# Bah Humbug....



## peejay (May 10, 2005)

>>Just a quick reminder<<

Scrooge

:x-mas:


----------



## geraldandannie (Jun 4, 2006)

Nice one. I can't wait - I LOVE christmas  

Gerald


----------



## Motorhomersimpson (May 9, 2005)

Me too.... Pete, just jump in your motorhome and get away from it all... 

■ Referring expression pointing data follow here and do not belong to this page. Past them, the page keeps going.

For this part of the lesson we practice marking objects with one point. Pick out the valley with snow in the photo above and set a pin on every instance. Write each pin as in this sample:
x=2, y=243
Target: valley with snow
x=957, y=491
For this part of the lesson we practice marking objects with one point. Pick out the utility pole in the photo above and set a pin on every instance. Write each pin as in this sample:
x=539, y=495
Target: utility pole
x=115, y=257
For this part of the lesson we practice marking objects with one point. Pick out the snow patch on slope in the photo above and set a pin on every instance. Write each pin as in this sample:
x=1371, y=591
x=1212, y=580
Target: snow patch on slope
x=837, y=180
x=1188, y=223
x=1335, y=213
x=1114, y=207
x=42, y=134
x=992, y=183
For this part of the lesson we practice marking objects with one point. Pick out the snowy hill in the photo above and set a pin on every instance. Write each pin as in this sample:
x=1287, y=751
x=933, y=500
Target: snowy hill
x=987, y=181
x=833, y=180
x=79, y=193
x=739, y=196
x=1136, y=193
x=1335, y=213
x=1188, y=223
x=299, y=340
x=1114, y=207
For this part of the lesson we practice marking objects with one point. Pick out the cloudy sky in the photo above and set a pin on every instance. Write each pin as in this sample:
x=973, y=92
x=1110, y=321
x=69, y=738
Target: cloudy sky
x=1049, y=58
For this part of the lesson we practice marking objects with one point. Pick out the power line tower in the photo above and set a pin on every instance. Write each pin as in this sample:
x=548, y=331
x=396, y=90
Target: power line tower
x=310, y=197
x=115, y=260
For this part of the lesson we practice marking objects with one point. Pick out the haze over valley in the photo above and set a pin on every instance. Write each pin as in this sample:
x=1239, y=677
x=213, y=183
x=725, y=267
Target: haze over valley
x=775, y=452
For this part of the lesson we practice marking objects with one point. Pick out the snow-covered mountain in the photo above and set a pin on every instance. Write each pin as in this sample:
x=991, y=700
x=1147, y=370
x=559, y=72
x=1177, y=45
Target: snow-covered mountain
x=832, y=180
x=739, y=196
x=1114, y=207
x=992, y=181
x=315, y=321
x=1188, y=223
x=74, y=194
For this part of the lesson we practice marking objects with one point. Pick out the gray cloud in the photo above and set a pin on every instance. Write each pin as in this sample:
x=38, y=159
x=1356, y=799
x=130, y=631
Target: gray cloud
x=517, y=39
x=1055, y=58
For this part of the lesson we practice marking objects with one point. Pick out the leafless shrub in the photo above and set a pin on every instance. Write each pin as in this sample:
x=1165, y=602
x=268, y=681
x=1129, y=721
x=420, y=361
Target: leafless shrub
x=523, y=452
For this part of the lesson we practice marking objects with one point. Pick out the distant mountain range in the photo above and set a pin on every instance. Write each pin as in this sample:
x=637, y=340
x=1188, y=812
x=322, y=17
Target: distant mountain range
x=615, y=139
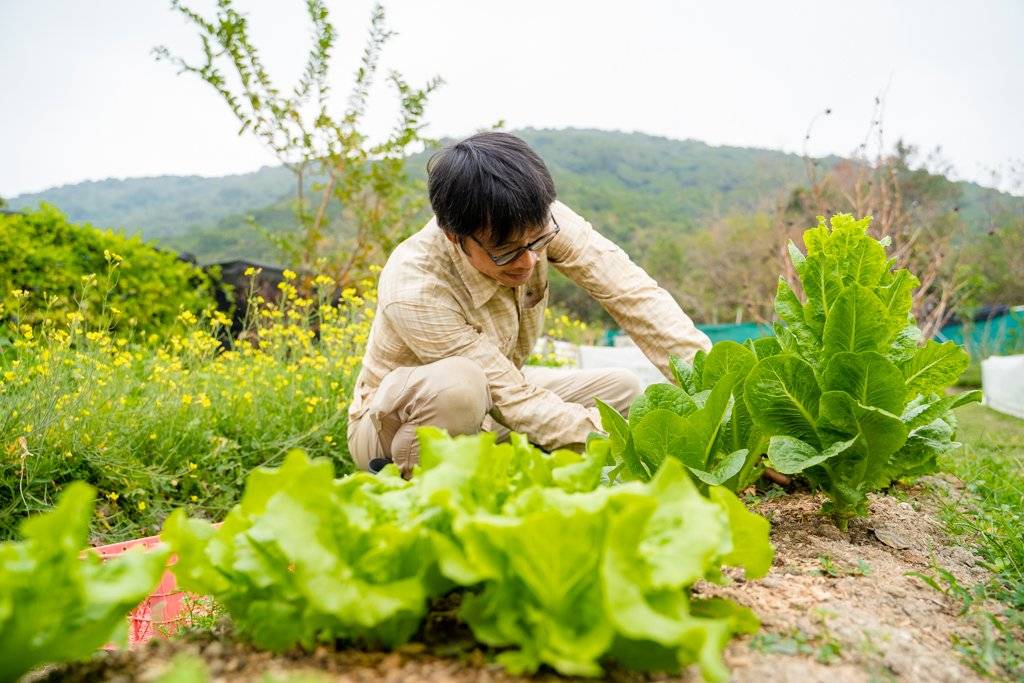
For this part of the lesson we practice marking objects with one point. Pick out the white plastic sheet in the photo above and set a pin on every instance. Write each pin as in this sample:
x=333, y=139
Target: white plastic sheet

Just finished installing my christmas lights ...told you I was excited I couldn't wait (sound on)  My Christmas light...Click Here

MHS...Rob


----------



## 96105 (Aug 23, 2005)

hi 
8O 8O blimey trust you :lol: :lol: 

ray


----------



## peejay (May 10, 2005)

You little tinker Rob;

aren't they the same ones you had last year :lol: 

pete

:x-mas:


----------



## Motorhomersimpson (May 9, 2005)

Yep....  having to run them off genny’s as the power usage is draining the neighbourhood...  

MHS...Rob


----------



## badger (May 9, 2005)

Normally.........I Hate Chrismas.... :evil: 

But this year...............I'm having a GRANDDAUGHTER for christmas.!! :lol: 

(If anyone says..."were having Turkey"!!........)


----------



## Motorhomersimpson (May 9, 2005)

badger said:


> But this year...............I'm having a GRANDDAUGHTER for christmas.!! :lol:


Hi Badger,

No better present in life than that...happy Christmas granddad to be 

MHS...Rob


----------



## badger (May 9, 2005)

.......I'm Fillin' up.......


----------



## Motorhomersimpson (May 9, 2005)

badger said:


> .......I'm Fillin' up.......


Hi Badger,

That's what babies do..at least in their nappy's, so I'm told 

MHS...Rob


----------



## crazylady (Oct 13, 2005)

Congratulations Badger, there's nothing better than a grandchild.


----------



## 98060 (Mar 9, 2006)

HO Ho HO it's allright for you lot ,I have to deliver all the presents and clean up the reindeer poo after. And I'm sick of kids with wet nappies sitting on my lap, pulling my beared. Off to the Bahamas soon after for another 360 days in the sun


----------